$
\newcommand\F{\mathbb F}
$We assume that all vector spaces are over a field $\F$, which is typically $\mathbb R$ or $\mathbb C$ in practical applications.
Linear algebra is nice. We like to transform problems into linear algebra problems, because linear algebra is (relavively) easy and tractable.
A problem in multilinear algebra is a problem involving multilinear functions $V_1\times\dotsb\times V_k\to W$, i.e. these sets are vector spaces and the function is linear in each argument independently. It'd be nice if we could turn a multilinear algebra problem into just a linear algebra problem.
This is exactly what tensors do; in fact, this is the only thing that tensors do! Associated to $V_1,\dotsb,V_k$ is an "essentially unique"${}^1$ vector space which we'll call${}^2$ $T$ together with a multilinear map $\otimes : V_1\times\dotsb\times V_k\to T$ called the ($k$-ary) tensor product. Instead of writing $\otimes(v_1,\dotsc,v_k)$ we usually write $v_1\otimes\dotsb\otimes v_k$. We can call $T$ the tensor product space of $V_1,\dotsc,V_k$, but often just say "the tensor product" of $V_1,\dotsc,V_k$. This is not strictly the same thing as the tensor product of vectors $v_1\otimes\dotsb\otimes v_k$, just overloaded terminology you have to live with.
The way $T$ turns multilinear algebra into linear algebra is the following: for every multilinear $f : V_1\times\dotsb\times V_k\to W$ there is a unique linear $f' : T\to W$ such that $$f'(v_1\otimes\dotsb\otimes v_k) = f(v_1,\dotsc,v_k).$$ You can think of $f'$ as the same thing as $f$, just expressed differently.
We call the elements of $T$ tensors. A tensor of the form $v_1\otimes\dotsb\otimes v_k$ is called simple, and all tensors are sums of simple tensors. The above says, then, that a tensor is just "the thing you input into a multilinear map."
That's it. That is the entirety of what tensors are. All the different "definitions" of tensors are mostly${}^3$ different ways of constructing $T$, but the construction doesn't matter. What matters is that $T$ gives us a way to turn multilinear algebra into linear algebra.

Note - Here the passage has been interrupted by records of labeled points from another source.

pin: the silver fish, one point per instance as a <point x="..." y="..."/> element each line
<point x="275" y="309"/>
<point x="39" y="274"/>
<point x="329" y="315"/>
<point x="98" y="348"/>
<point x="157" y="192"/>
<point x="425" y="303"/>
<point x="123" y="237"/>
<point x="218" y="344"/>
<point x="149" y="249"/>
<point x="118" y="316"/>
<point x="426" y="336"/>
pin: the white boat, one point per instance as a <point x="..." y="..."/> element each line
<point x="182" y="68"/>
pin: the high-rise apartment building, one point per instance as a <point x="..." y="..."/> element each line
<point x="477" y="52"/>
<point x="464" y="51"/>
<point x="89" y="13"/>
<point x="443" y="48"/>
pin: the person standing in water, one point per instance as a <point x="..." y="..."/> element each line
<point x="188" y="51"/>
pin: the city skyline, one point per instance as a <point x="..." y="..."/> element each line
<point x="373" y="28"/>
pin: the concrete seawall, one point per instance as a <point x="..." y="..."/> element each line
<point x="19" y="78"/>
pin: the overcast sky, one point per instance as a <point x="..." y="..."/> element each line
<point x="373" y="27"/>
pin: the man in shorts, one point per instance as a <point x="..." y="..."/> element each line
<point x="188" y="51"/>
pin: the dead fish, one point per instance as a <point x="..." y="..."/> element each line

From here it will be useful to use the notation from Footnote (2).
Forming tensor product spaces is associative in a natural way (similar to the use of "natural" in Footnotes (1))
$$
(U\otimes V)\otimes W \cong U\otimes(V\otimes W)
$$
as well as commutative
$$
U\otimes V \cong V\otimes U.
$$
(The tensor product map is not commutative in any sense.) We also have a fundamental duality: every linear map $U\otimes V\to W$ can be uniquely identified with a linear map${}^4$ $V\to U^*\otimes W$ and vice versa. In this way, a linear map is a tensor because $V\to W$ is "the same thing" $\F\to V^*\otimes W$ which is "the same thing" as just $V^*\otimes W$. Because matrices represent linear maps, this is what the sentence "matrices are tensors" means.

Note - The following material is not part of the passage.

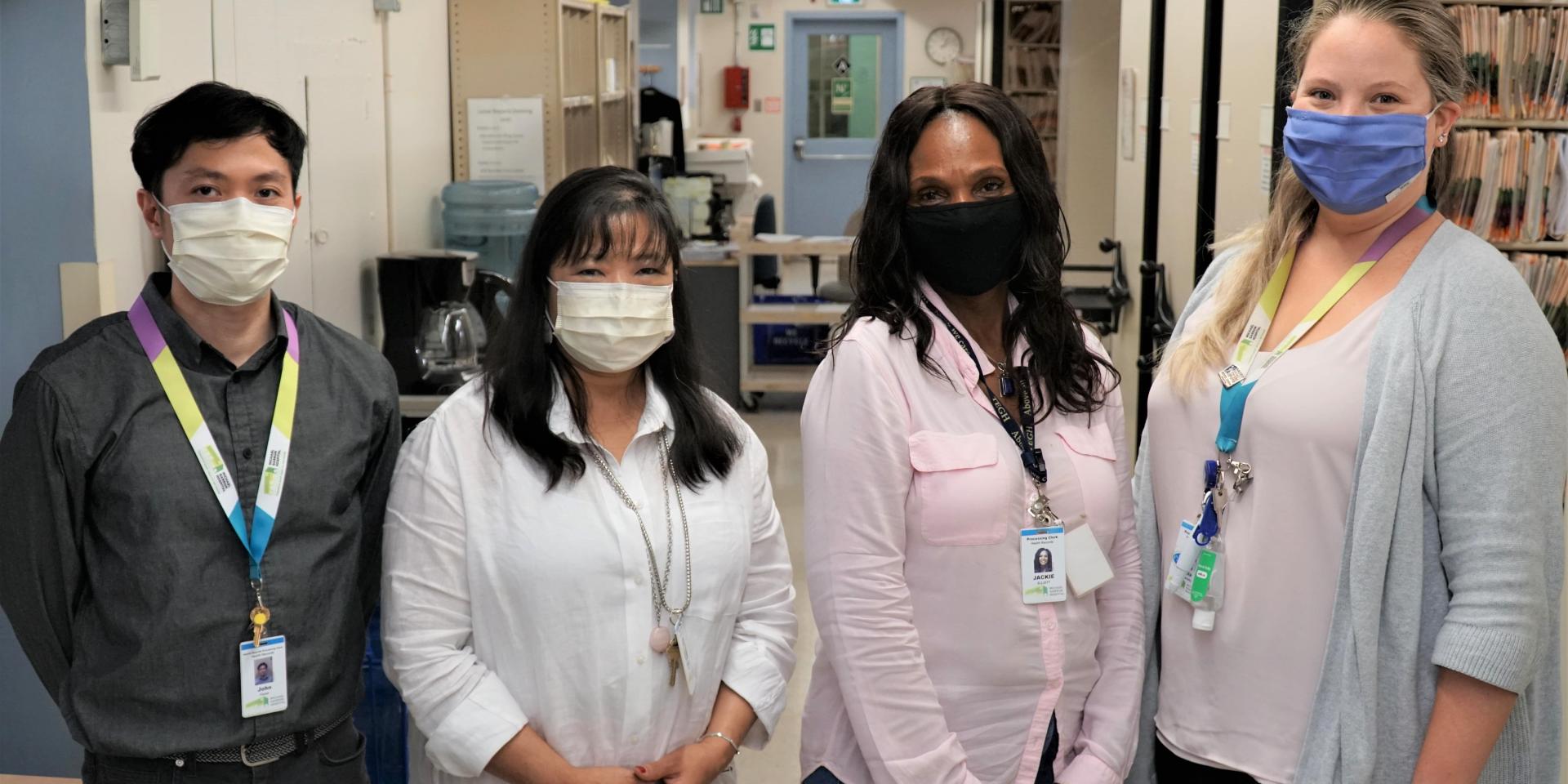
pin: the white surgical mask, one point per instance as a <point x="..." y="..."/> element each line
<point x="612" y="328"/>
<point x="228" y="252"/>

Notice that $V^*$ is the "input" space and $W$ is the "output". The same tricks above generalize this idea to all multilinear maps $V_1\times\dotsb\times V_k\to W$: such a map is "the same thing" as an element of $V_1^*\otimes\dotsb\otimes V_k^*\otimes W$.
A very common case is with $V_i=V$ or $V_i=V^*$ for all $i$; the above properties mean the associated tensor product space can be written in the form
$$
(V^*)^{\otimes r}\otimes V^{\otimes s}.
$$
A tensor power $V^{\otimes k}$is just the tensor product space of $V_1=\dotsb=V_k=V$. The above space represents all $r$-multilinear functions that return $s$-tensors
$$
\underbrace{V\times\dotsb\times V}_{r\text{ times}}\to V^{\otimes s}
$$
as tensors themselves.
Footnotes
The specific jargon here is "unique up to unique natural isomorphism": for any two possible tensor product spaces $T,T'$ there is a unique isomorphism (bijective linear map) $\varphi : T\to T'$ which is "natural", meaning that the associated tensor products coincide: $\varphi(v_1\otimes\dotsb\otimes v_k) = v_2\otimes'\dotsb\otimes'v_k$.

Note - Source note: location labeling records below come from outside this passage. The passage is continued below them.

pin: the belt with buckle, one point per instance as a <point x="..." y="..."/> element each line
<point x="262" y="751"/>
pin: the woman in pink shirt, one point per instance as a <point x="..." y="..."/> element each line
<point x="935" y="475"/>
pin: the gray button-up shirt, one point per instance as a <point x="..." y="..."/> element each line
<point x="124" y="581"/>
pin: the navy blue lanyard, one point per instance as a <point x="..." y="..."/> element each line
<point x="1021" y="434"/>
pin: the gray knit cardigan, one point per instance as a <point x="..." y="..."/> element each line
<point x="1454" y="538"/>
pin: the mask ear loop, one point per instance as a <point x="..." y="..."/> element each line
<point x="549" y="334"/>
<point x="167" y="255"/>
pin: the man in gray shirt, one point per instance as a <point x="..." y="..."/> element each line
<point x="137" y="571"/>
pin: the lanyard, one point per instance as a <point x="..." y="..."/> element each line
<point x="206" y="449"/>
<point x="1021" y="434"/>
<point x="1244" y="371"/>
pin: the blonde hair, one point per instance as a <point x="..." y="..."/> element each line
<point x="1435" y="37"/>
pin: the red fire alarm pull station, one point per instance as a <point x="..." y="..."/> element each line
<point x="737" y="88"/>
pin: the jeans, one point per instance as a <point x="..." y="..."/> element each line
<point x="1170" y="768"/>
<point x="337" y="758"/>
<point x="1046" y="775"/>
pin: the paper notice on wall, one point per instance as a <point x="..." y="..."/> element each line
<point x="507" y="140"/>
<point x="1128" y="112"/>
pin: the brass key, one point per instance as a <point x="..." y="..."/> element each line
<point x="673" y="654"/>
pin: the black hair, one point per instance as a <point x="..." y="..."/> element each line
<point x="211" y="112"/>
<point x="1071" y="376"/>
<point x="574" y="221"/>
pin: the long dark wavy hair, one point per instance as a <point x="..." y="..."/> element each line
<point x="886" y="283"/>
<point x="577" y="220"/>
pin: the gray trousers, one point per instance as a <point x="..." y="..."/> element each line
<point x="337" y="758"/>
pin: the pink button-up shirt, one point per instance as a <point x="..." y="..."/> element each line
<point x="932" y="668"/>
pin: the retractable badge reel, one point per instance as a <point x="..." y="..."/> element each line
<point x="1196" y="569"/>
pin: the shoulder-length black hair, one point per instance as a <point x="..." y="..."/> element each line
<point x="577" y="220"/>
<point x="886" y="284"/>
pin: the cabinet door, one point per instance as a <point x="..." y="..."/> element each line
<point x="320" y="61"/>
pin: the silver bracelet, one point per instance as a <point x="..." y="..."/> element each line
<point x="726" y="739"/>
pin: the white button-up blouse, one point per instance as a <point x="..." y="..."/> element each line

This $T$ is usually denoted $V_1\otimes\dotsb\otimes V_k$. This is just notation; you are not supposed to "know" what $\otimes$ means beforehand, and this is not the same thing as the tensor product map, just overloaded notation!
In the context of manifolds and/or differential geometry, "tensor" usually means tensor field, i.e. a sufficiently smooth function $F$ on a manifold with values that are tensor products of copies of the tangent spaces.
$U^*$ is the dual space of the vector space $U$: it is the set of all linear maps $U\to\mathbb F$.